As with somaclonal variation, the vast majority of mutations resulting from this technique are deleterious, and only chance determines if any genetic changes useful to humans will appear. Other than through varying the dosage, there is no means to control the effects of the mutagen or to target particular genes or traits. The mutagenic effects appear to be random throughout the genome and, even if a useful mutation occurs in a particular plant, deleterious mutations also will likely occur. Once a useful mutation is identified, breeders work to reduce the deleterious mutations or other undesirable features of the mutated plant. Nevertheless, crops derived from mutation breeding still are likely to carry DNA alterations beyond the specific mutation that provided the superior trait.
Induced-mutation crops in most countries (including the United States) are not regulated for food or environmental safety, and breeders generally do not conduct molecular genetic analyses on such crops to characterize the mutations or determine their extent. Consequently, it is almost certain that mutations other than those resulting in identified useful traits also occur and may not be obvious, remaining uncharacterized with unknown effects.
Worldwide, more than 2,300 different crop varieties have been developed using induced mutagenesis (FAO/IAEA, 2001), and about half of these have been developed during the past 15 years. In the United States, crop varieties ranging from wheat to grapefruit have been mutated since the technique was first used in
the 1920s. There are no records of the molecular characterizations of these mutant crops and, in most cases, no records to retrace their subsequent use.
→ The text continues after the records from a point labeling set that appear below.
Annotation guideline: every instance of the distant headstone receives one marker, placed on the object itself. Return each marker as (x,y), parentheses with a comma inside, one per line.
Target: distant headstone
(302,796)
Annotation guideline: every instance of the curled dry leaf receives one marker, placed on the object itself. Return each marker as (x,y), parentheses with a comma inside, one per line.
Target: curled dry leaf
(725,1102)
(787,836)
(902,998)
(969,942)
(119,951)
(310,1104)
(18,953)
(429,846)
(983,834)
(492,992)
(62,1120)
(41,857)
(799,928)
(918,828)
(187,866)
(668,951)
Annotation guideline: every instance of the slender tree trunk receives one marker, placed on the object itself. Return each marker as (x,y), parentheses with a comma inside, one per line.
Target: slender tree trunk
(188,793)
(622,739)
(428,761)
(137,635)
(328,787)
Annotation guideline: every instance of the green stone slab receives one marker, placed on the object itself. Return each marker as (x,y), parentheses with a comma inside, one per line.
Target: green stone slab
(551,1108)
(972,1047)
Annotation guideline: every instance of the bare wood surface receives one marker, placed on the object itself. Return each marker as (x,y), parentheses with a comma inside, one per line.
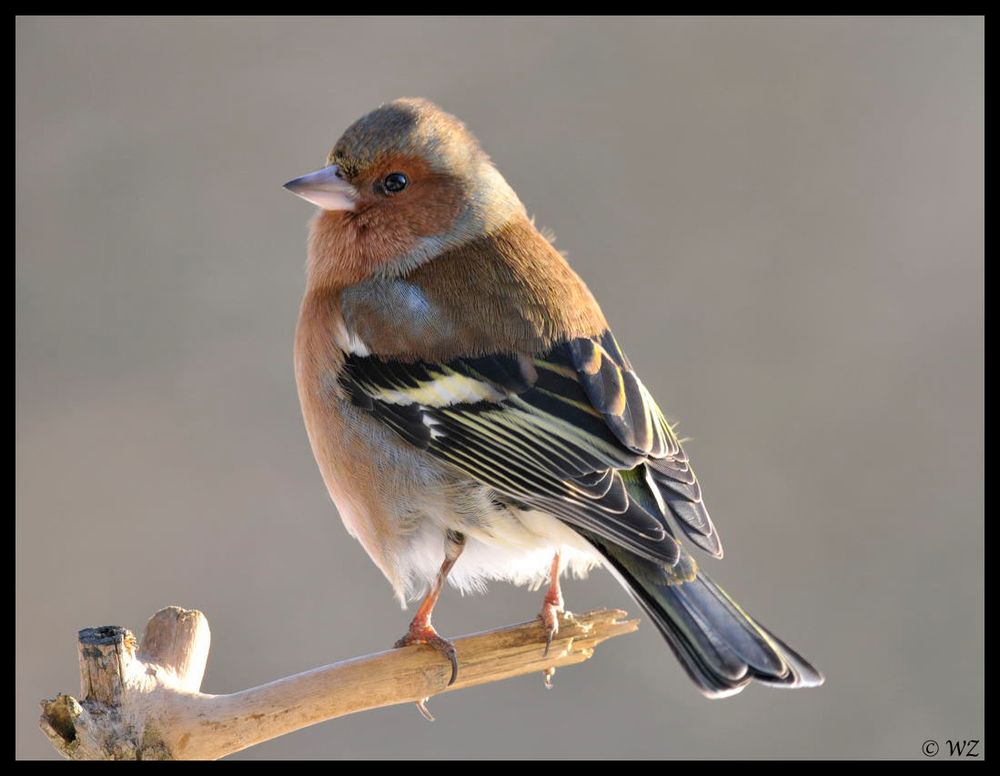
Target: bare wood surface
(147,704)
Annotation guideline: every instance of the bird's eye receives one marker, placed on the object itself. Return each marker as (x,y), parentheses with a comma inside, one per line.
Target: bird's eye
(394,182)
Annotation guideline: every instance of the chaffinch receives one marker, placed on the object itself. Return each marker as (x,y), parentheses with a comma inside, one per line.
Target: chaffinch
(472,414)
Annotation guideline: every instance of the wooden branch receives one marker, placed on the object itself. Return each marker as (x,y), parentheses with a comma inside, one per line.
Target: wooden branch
(147,705)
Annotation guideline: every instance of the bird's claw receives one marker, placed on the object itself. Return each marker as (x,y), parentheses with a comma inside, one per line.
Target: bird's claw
(425,634)
(550,619)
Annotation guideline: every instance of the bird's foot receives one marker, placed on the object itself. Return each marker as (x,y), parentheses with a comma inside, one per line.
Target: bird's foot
(424,633)
(551,609)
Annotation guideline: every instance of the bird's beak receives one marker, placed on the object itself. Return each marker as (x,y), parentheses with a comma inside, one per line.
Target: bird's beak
(325,189)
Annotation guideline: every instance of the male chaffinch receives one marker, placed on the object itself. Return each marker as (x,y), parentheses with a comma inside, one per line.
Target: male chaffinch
(471,413)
Several commercial crop varieties have been developed using cell selection, including varieties of soybeans (Sebastian and Chaleff, 1987), canola (Swanson et al., 1988), and flax (Rowland et al., 1989). This process involves isolating a population of cells from a so-called “elite plant” with superior agricultural characteristics. The cells are then excised and grown in culture. Initially the population is genetically homogeneous, but changes can occur spontaneously (as in somaclonal variation) or be induced using mutagenic agents. Cells with a desired phenotypic variation may be selected and regenerated into a whole plant. For example, adding a suitable amount of the appropriate herbicide to the culture medium may identify cells expressing a novel variant phenotype of herbicide resistance. In theory, all of the normal, susceptible cells will succumb to the herbicide, but a newly resistant cell will survive and perhaps even continue to grow. An herbicide-resistant cell and its derived progeny cell line thus can be selected and regenerated into a whole plant, which is then tested to ensure that the phenotypic trait is stable and results from a heritable genetic alteration. In practice, many factors influence the success of the selection procedure, and the desired trait must have a biochemical basis that lends itself to selection in vitro and at a cellular level.
Breeders cannot select for increased yield in cell cultures because the cellular mechanism for this trait is not known. The advantage of cell selection over conventional breeding is the ability to inexpensively screen large numbers of cells in a petri dish in a short time instead of breeding a similar number of plants in an expensive, large field trial conducted over an entire growing season.
Like somaclonal variation, cell selection has largely been superceded by recombinant technologies because of their greater precision, higher rates of success, and fewer undocumented mutations.
As noted in Chapter 1, this report defines genetic engineering specifically as one type of genetic modification that involves an intended targeted change in a plant or animal gene sequence to effect a specific result through the use of rDNA technology. A variety of genetic engineering techniques are described in the following text.
Agrobacterium tumefaciens is a naturally occurring soil microbe best known for causing crown gall disease on susceptible plant species. It is an unusual patho-
gen because when it infects a host, it transfers a portion of its own DNA into the plant cell. The transferred DNA is stably integrated into the plant DNA, and the plant then reads and expresses the transferred genes as if they were its own. The transferred genes direct the production of several substances that mediate the development of a crown gall.
Among these substances is one or more unusual nonprotein amino acids, called opines. Opines are translocated throughout the plant, so food developed from crown gall-infected plants will carry these opines. In the early 1980s strains of Agrobacterium were developed that lacked the disease-causing genes but maintained the ability to attach to susceptible plant cells and transfer DNA.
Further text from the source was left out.